Kortom: in de tweede helft van de vorige eeuw groeide in wetenschappelijke milieus (en vooral daarbuiten!) het besef dat hallucinogene, psychoactieve, entheogene (of hoe je ze ook noemen wil) een veel belangrijker rol in de beschavingsgeschiedenis van de mensheid hebben gespeeld dan voorheen voor mogelijk werd gehouden.

John Allegro borduurde met zijn Sacred Mushroom and the Cross dus verder op denkbeelden die volop circuleerden.
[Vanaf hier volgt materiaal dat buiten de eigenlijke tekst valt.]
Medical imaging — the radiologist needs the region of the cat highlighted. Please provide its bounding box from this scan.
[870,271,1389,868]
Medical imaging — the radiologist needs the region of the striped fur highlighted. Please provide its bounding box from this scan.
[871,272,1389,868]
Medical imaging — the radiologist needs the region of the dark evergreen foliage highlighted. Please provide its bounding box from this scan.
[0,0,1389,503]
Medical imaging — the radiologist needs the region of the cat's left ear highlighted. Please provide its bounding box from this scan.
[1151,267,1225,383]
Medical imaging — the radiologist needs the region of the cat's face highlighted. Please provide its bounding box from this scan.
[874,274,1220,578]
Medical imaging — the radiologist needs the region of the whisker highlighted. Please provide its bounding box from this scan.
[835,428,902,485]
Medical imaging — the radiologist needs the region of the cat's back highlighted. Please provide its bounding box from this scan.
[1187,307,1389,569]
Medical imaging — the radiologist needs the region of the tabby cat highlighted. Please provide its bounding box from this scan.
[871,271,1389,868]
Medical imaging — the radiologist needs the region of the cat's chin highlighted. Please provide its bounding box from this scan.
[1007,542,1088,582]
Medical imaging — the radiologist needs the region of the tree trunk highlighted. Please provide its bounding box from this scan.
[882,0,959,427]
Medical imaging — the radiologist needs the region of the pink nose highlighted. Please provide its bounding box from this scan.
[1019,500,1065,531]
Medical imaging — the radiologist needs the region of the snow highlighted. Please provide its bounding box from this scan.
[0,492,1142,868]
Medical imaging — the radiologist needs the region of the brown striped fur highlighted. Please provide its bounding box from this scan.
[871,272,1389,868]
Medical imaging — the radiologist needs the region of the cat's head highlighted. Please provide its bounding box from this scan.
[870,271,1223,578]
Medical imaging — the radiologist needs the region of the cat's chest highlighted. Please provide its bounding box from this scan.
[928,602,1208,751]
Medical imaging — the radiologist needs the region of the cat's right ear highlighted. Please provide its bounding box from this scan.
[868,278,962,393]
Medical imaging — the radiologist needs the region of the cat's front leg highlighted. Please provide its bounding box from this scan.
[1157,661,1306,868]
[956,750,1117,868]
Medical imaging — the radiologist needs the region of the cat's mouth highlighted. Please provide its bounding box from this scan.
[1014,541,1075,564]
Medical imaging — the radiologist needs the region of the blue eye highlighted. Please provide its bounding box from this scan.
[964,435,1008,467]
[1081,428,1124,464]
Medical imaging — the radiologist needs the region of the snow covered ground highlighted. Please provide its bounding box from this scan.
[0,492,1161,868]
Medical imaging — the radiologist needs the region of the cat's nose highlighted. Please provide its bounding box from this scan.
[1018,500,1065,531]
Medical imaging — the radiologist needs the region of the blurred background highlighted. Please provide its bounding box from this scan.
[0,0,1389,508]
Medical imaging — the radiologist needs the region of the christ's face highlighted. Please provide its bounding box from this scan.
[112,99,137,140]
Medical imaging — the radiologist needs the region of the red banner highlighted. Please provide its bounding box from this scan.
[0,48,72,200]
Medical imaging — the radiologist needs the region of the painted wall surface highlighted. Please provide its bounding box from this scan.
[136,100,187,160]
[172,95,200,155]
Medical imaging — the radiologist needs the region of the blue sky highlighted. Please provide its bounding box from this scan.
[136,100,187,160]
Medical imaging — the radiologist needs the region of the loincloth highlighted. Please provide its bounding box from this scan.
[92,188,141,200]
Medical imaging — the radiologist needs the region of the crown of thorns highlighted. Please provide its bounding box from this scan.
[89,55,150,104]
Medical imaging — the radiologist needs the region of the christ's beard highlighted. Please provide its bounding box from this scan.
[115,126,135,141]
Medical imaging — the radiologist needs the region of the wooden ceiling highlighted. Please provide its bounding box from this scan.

In het licht van dit alles, is het lang niet onmogelijk dat ook in het Nabije Oosten extatische culten hebben bestaan waarvan de volgelingen met behulp van paddenstoelen hun ding deden. Maar helaas is er niets, niéts – geen geschreven document, geen iconografische bron, geen archeologische vondst – dat daarop wijst. Bovendien komt de vliegenzwam in de Bijbelse regio nauwelijks voor – alleen in een aantal bergwouden, zoals in het Libanongebergte en in Anatolië. Kortom, slechts Allegro's spitsvondige etymologieën tonen de alomtegenwoordigheid van de paddenstoel aan, en die vallen als bewijs toch wat mager uit.

Allegro’s opvattingen werden door de godsdienstwetenschappelijke wereld weggehoond, wegens qua wetenschappelijke bewijsvoering te licht en, naar ik vrees, ten dele ook wel omdat men ze nogal onfatsoenlijk vond. Want waar men nog wel wil aanvaarden dat Siberiërs en Indianen al eens graag met giftige zwammen en andere narcotica mogen klooien om in trance te komen, wordt het al heel wat moeilijker zich te verzoenen met het denkbeeld dat ook de grondleggers van het joods-christelijke spirituele erfgoed mogelijk de staat van genade kauwend, pissend en blowend plachten te bereiken.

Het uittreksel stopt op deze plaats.